College Tuition Should be Reduced Due to Online Learning

College Tuition Should be Reduced Due to Online Learning

artwork by Caeli Willard

Arielle Powell, Staff Writer

 It is no surprise that the outbreak of COVID-19 has put massive amounts of stress and anxiety on a wide range of people. Some adults are fearful of losing their jobs, small businesses are getting shut down indefinitely, and many people are scared for the health and safety of themselves and their loved ones. While this is certainly a stressful time for our world, college students are not exempt from stresses related to quarantine.

   Around the middle of March, nearly every school nationwide was shut down because of coronavirus concerns, and colleges soon followed. While students began learning from home, many argued that they should not be required to pay full tuition. If students are not on-campus, and therefore are not receiving the full college experience, it is unreasonable to expect students to still pay full tuition, especially after the way that some colleges went about kicking students out of their dorms.

   When college campuses shut down mid-March, students were promptly kicked out of their dorms with little to no warning. Chaos ensued as these students scrambled to grab their belongings and catch the next flights to their hometowns. UCHS Alumna Kayli Sandoval said, “I attend San Diego State and we did not receive our first email regarding action for COVID-19 until March 10…. On March 17, all students who lived on campus were given a one day notice to leave — with the exception of certain circumstances. We received the email around 12 pm and had until the next day at 7 pm to leave.”

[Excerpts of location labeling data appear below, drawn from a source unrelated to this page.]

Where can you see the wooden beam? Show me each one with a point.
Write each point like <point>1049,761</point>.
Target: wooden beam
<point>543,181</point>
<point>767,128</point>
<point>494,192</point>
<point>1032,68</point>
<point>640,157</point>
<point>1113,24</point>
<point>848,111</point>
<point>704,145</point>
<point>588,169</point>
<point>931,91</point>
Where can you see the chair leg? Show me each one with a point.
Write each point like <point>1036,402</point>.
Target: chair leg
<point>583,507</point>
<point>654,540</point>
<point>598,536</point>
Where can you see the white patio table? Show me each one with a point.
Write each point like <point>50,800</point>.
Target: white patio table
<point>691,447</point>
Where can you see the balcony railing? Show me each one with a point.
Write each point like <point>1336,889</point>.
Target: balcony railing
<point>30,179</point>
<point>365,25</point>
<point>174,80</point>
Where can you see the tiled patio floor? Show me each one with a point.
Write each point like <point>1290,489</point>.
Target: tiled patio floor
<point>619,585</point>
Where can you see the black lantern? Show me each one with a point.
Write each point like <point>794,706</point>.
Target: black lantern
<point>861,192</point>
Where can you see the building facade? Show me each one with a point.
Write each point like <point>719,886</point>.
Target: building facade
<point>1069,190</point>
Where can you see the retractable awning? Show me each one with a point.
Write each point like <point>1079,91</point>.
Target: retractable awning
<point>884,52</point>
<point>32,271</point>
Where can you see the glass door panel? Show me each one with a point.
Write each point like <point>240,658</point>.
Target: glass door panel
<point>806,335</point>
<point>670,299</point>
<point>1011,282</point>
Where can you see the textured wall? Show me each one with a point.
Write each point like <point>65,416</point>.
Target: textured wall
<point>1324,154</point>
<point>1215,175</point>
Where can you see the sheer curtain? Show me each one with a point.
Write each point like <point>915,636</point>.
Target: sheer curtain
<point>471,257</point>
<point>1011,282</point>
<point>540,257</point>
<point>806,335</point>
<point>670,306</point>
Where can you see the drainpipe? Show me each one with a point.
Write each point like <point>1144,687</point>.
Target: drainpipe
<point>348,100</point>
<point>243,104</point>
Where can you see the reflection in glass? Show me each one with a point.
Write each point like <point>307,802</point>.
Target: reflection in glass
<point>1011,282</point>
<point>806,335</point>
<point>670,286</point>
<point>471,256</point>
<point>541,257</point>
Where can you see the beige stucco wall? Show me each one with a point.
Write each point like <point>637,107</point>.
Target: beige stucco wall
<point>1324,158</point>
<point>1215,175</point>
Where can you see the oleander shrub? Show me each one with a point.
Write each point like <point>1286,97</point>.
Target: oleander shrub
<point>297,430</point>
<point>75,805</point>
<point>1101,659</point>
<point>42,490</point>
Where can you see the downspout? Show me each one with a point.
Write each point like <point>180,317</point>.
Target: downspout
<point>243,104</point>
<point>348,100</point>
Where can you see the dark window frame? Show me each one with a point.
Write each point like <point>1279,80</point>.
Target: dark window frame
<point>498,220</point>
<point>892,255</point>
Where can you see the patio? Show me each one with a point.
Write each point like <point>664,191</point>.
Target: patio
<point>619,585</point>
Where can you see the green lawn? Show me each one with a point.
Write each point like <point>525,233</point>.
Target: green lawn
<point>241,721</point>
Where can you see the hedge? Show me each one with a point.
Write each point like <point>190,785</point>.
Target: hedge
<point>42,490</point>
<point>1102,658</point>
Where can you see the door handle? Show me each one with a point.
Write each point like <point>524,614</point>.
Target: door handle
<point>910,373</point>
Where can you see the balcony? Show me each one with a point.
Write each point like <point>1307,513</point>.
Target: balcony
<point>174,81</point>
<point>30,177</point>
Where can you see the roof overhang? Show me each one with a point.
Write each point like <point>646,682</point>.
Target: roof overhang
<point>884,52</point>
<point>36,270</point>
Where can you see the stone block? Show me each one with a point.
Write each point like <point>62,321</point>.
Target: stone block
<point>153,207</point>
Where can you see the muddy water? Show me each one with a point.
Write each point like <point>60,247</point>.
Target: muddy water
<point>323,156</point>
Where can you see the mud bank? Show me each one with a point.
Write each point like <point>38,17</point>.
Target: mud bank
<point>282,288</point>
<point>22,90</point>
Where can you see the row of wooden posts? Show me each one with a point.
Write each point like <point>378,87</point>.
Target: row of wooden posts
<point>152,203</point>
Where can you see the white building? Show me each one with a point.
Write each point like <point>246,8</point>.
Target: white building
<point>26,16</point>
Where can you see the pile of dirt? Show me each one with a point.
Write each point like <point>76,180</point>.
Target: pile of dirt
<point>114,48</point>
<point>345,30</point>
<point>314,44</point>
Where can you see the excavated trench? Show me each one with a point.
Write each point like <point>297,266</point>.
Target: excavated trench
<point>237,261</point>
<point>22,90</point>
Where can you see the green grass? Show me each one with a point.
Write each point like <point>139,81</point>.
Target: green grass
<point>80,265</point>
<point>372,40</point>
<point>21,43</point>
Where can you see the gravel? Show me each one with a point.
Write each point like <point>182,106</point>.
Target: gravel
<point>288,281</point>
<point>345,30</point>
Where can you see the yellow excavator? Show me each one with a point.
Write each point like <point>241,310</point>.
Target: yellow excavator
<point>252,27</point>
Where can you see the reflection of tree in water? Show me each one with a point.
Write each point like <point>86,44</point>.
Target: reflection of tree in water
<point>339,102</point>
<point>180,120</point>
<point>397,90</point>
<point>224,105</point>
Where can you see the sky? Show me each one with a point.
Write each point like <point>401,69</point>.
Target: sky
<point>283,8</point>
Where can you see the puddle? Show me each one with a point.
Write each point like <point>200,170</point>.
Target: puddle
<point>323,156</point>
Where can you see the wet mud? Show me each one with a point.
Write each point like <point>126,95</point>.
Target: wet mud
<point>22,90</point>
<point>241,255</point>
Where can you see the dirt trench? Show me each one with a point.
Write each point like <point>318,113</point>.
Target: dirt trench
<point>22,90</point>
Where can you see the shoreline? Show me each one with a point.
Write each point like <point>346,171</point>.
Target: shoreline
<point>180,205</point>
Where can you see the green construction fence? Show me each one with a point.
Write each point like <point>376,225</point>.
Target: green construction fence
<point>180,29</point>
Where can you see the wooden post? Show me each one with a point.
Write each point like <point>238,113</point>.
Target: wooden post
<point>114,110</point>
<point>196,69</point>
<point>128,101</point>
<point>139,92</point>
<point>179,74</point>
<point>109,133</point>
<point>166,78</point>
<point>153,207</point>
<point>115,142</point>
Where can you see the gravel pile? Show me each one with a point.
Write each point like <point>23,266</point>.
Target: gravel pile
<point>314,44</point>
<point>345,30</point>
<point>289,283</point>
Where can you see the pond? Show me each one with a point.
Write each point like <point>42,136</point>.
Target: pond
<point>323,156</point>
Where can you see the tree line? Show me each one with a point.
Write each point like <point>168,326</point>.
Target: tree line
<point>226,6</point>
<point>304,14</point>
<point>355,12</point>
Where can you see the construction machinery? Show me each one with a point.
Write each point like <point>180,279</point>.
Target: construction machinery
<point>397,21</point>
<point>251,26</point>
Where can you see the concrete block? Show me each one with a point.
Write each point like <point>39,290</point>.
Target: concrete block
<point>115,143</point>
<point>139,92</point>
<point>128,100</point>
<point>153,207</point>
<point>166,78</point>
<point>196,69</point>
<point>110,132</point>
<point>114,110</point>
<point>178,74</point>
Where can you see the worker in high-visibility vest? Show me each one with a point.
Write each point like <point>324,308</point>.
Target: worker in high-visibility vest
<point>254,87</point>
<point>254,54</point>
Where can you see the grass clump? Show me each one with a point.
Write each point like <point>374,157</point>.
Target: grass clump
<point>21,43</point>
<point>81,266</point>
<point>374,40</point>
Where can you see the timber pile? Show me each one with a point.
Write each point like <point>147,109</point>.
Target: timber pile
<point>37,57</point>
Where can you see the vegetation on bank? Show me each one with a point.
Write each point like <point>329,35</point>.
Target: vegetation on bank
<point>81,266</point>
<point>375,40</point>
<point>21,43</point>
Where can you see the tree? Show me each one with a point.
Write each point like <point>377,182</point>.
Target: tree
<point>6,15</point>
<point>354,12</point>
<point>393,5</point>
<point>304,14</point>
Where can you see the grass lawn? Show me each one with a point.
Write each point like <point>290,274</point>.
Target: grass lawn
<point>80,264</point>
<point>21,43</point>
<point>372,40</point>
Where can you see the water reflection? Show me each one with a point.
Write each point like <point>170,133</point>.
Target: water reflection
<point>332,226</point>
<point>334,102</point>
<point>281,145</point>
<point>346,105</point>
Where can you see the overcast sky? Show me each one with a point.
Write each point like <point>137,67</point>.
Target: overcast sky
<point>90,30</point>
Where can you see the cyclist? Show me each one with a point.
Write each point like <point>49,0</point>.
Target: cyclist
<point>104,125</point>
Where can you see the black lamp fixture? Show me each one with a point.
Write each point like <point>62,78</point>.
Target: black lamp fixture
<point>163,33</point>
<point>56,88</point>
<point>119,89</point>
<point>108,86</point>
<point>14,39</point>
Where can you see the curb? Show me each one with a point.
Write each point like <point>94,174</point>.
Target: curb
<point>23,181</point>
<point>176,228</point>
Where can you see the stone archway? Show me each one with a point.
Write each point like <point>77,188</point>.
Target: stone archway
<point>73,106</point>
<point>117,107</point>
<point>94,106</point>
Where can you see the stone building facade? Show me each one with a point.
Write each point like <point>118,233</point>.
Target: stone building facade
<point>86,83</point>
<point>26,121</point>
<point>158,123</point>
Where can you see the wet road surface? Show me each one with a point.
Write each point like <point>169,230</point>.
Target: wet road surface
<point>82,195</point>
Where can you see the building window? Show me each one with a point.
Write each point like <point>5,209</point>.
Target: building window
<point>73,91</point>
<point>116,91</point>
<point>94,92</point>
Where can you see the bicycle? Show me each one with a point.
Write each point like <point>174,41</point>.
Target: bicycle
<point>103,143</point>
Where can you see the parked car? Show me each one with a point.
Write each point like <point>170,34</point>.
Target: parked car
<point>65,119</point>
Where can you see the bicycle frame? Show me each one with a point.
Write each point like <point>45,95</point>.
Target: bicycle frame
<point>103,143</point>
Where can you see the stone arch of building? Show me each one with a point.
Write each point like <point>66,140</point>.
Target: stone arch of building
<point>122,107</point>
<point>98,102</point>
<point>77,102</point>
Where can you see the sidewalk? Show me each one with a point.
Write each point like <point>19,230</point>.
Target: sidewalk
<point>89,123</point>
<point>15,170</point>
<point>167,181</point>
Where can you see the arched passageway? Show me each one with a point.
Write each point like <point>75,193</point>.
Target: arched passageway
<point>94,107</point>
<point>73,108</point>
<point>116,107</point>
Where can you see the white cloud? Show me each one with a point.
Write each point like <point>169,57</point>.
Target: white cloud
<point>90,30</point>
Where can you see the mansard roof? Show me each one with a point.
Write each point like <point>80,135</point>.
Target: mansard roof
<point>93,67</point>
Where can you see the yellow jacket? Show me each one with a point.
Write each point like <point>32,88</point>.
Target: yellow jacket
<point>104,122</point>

   If students are not attending school in person, why should they be required to pay the same tuition fees? According to the Chicago Tribune, “Students aim to make the case that colleges should refund a portion of tuition this year because of unexpected changes spurred by the coronavirus pandemic. Some argue that lectures delivered through Zoom are not as valuable as learning in person, while others say universities should be doing more to accommodate families hurting financially” (

   Students all across the nation agree that remote learning is simply not the same experience as having face-to-face instruction. Sandoval claimed, “I wish we didn’t have to pay the full tuition as we learn via Zoom and Blackboard…. I don’t think the online education I am receiving is worth the money I am paying.” It simply does not make sense for students to be forced to pay the price of a full college experience while not even allowed on campus.

   Aside from classes being extremely different now, students do not have access to their library or dining halls, and many seniors this year are going without a traditional graduation ceremony. Greek life and all sporting events for the rest of the year have been cancelled, which is no doubt saddening hundreds of thousands of students. Still having to pay a non-reduced tuition fee is completely unfair. Especially for students in private schools, or for students paying out of state tuition, tuition fees can rack up to and exceed fifty thousand dollars for watching a lecture through a computer screen.

  Although many colleges have refunded housing and meal plan fees, they have not let up on tuition fees. Despite protests from students, colleges are arguing that tuition is their main source of income and how they remain functional. According to Mr. Robert Kelchen, a Seton Hall University Professor, “A lot of colleges simply can’t afford to give [tuition] refunds…. They don’t have the extra money to do that when they are still paying their employees.” Without the tuition fees, universities would not be able to function. However, many people are arguing that since students are not actually on campus, they should at least get some reduction in their tuition.

   The COVID-19 outbreak is negatively impacting our world in countless ways. Many are fearful and anxious for the future, and hoping that the curve flattens out sooner rather than later. Though students are still fighting for tuition reductions, it is important that they try to make the most of their time at home, and reach out to teachers and professors for additional help during these stressful times.